Controversy exists as to the homogeneity of repolarization throughout the canine ventricular wall in vivo. The type of anesthesia has been shown to affect regional differences in monophasic action potential duration and the inducibility of polymorphic ventricular tachycardias (PVTs) in normal canine hearts. This study was conducted to determine refractory patterns and arrhythmia susceptibility in relation to halothane or pentobarbital anesthesia in dogs with chronic atrioventricular block and biventricular hypertrophy. In 12 dogs with chronic atrioventricular block, 60 needle electrodes (12 mm long, four bipolar electrodes, interelectrode distance of 2 mm) were inserted into the left and right ventricle.
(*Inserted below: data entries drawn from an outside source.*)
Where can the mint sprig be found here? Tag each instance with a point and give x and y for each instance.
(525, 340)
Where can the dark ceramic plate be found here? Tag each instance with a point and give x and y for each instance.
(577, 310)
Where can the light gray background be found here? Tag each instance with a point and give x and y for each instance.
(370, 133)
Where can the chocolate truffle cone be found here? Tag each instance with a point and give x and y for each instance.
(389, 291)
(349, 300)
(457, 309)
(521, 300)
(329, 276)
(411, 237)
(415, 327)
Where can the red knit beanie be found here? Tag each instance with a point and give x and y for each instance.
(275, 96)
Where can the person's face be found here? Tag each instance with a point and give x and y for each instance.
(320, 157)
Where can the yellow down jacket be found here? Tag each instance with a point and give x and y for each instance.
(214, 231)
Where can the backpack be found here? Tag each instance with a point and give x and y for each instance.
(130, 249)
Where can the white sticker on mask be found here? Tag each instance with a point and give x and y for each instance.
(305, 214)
Six dogs were anesthetized with pentobarbital and six with halothane. Effective refractory periods (ERPs) were determined along 14 randomly selected needles at baseline and after application of almokalant (0.34 mmol/kg) (basic cycle length 1,000 ms, extrastimulus technique). At baseline and on almokalant, ERPs were uniform, independent of the type of anesthesia. With halothane anesthesia, ERPs were significantly longer under both conditions. Almokalant induced not only a prolongation of ERP in both groups but also a significant increase in transmural dispersion of ERP and in maximum dispersion of ERP. However, local refractory gradients were not specific to any muscle layer and did not seem to be related to the occurrence of PVTs. Almokalant did not induce arrhythmias in any dog in the pentobarbital group, but in four of six animals in the halothane group, apparently due to the more marked prolongation in ERP. Independent of the type of anesthesia, hypertrophied hearts of dogs with chronic atrioventricular block exhibit uniform refractory patterns. Longer ERPs with a comparable degree of dispersion on halothane are associated with a high incidence of drug-induced PVTs, whereas shorter ERPs on pentobarbital seem to prevent arrhythmia induction.